Kokon vs. Kawumm

von Peggy Kammer

Kokon versus Kawumm

 

 

"Ich wusste bisher nicht, wie hell das Licht war,

bis ich es hier in diesem zerbrochenen Glas entdeckte."

 

Henri Nouwen


Ich war noch nie ein Fan von Ausgleich. Maßhalten, "mal sachte machen"?

Entweder bin ich da. Oder ich tauche ab.

 

Die sogenannte 'goldene Mitte' erscheint mir oft halbgar, manchmal halbseiden. Luschig und mutlos. Kraftlos.

 

Und die Wahrheit hab ich da auch nie gefunden. Zumindest nicht in der oberflächlichen Mitte.

 

Das Leben ist doch eine Wucht. Wieso sollte man es enttäuschen?

 

 

* * * * *

 

Das Wort "Wucht" hatte ich lange nicht benutzt. Nicht mal gedacht.

 

Und wahrscheinlich gibt es sie nur selten: die kostbaren Momente, in denen man ergriffen ist. Erschüttert bis ins Mark. 

Diese Wucht des Erschüttert-Seins hat nichts Gefälliges oder Wohliges. Es fühlt sich nicht einfach gut an und fertig.

 

Etwas berührt und reißt das Korsett der Kontrolle, der Überzeugungen, der Gewissheiten auf. Es durchbohrt die Vorhersagbarkeiten des täglichen Einerleis und sprengt die flirrenden Ketten der Verzettelung, der Vervielfältigung des stetig Gleichen.

 

Es trifft einen mitten ins Herz. 

 

Erschütterung ohne Ansage, ohne Vorwarnung. Keine Vorbereitung auf den Einschlag.

Kawumm.

 

 

* * * * *

 

Seit geraumer Zeit begegnen mir immer wieder gut gemeinte Tipps und Ratgeber, die einen beschützen wollen vor den schlechten Nachrichten aus der Welt. Dann wird einem empfohlen, den Nachrichtenkonsum einzuschränken, sich auf das Schöne zu besinnen, dankbar zu sein.

 

Atemübungen, Yoga, entspannte Zeit mit der Familie oder Freunden und einfach mal abschalten. Die Welt auf "stumm" stellen.

 

Freilich bringt es nix, 24/7 am News-Tropf zu hängen. Das überflutet und hält einen gefangen in einer Konsumspirale der Ohnmacht.

Ein Dauerrauschen ohne Kulmination. Ohne Wucht. Ohne Erlösung. 

 

Aber ein Leben im Wattebausch?

 

Ohne Angesprochensein, ohne Ergriffensein. Ohne wirklich da zu sein. 

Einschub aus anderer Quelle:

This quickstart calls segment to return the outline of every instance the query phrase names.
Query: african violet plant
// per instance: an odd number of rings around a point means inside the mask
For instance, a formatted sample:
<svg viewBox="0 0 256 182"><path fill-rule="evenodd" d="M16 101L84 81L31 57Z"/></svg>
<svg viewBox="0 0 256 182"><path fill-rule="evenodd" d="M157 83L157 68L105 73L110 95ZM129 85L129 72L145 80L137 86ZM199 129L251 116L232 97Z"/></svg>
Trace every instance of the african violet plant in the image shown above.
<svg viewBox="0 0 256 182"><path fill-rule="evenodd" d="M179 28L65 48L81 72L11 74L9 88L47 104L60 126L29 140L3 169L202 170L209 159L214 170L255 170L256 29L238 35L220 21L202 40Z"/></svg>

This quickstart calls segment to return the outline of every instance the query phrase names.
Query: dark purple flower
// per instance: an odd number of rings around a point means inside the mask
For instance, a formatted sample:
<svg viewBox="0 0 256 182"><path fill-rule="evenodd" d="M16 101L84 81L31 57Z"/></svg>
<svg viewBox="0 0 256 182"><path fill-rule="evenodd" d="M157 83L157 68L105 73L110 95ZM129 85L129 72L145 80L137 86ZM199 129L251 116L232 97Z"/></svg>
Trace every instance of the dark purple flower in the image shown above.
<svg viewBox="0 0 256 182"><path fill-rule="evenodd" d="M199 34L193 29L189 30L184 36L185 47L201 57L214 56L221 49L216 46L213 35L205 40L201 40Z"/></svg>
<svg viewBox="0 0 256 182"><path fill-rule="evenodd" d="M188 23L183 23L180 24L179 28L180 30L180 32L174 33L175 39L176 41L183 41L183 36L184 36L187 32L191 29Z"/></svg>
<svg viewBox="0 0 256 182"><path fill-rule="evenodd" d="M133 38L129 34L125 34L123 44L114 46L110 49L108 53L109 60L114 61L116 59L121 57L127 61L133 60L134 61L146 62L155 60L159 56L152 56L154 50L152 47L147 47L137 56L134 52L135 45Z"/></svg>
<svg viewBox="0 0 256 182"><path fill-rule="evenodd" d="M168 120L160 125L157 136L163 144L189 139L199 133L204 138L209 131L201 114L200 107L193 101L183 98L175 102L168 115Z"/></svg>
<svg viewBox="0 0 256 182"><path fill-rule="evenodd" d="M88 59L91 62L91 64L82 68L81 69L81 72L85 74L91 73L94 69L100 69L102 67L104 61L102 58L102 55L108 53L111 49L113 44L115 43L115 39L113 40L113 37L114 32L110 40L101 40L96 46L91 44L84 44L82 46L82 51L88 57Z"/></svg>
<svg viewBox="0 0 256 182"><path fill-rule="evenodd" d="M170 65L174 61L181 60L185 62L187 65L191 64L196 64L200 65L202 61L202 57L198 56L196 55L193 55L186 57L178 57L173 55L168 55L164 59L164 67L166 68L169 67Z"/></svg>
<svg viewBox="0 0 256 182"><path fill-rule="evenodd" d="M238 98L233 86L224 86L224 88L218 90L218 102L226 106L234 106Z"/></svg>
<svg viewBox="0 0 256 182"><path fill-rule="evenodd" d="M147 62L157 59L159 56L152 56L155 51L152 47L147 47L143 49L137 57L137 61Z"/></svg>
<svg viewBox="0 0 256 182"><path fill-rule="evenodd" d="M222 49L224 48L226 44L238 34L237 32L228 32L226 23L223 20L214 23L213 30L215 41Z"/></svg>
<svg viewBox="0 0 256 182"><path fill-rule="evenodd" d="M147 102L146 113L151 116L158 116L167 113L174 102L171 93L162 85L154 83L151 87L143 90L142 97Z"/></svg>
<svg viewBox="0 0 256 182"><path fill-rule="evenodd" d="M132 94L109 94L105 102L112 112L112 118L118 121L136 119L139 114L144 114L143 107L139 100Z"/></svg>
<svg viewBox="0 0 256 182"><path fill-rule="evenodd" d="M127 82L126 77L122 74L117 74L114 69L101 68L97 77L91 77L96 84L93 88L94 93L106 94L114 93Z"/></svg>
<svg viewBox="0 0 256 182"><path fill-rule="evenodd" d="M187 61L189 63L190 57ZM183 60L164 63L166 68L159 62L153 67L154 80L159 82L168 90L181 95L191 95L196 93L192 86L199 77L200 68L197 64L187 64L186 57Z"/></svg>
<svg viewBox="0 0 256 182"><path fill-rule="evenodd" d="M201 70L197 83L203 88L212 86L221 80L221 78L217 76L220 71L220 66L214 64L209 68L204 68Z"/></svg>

Ein Kokon der Unberührbarkeit.

 

 

* * * * *

 

 

"Die feurige Materie all meine Wollenkönnens unbändig wallend,

all das mir Mögliche vorwelthaft kreisend,

verschlungen und wie untrennbar,

die lockenden Blicke der Potenzen aus allen Ecken flackernd,

das All als Versuchung,

 

und ich,

im Nu geworden,

beide Hände ins Feuer, tief hinein,

wo die eine sich verbirgt, die mich meint,

meine Tat, ergriffen: Nun!"

 

(Martin Buber in "Ich und Du")

 

 

* * * * *

 

 

Wir werden stetig angesprochen. 

 

Manches geht an uns vorbei, einiges interessiert uns.

Vieles regt uns an oder auf.

 

Wenige Ansprachen berühren uns.

 

Und manchmal werden wir erschüttert. Kawumm.

Ein Fingerzeig unseres Schicksals, unseres Auftrags in der Welt.

 

Wäre doch blöd, dem nicht zu folgen, oder?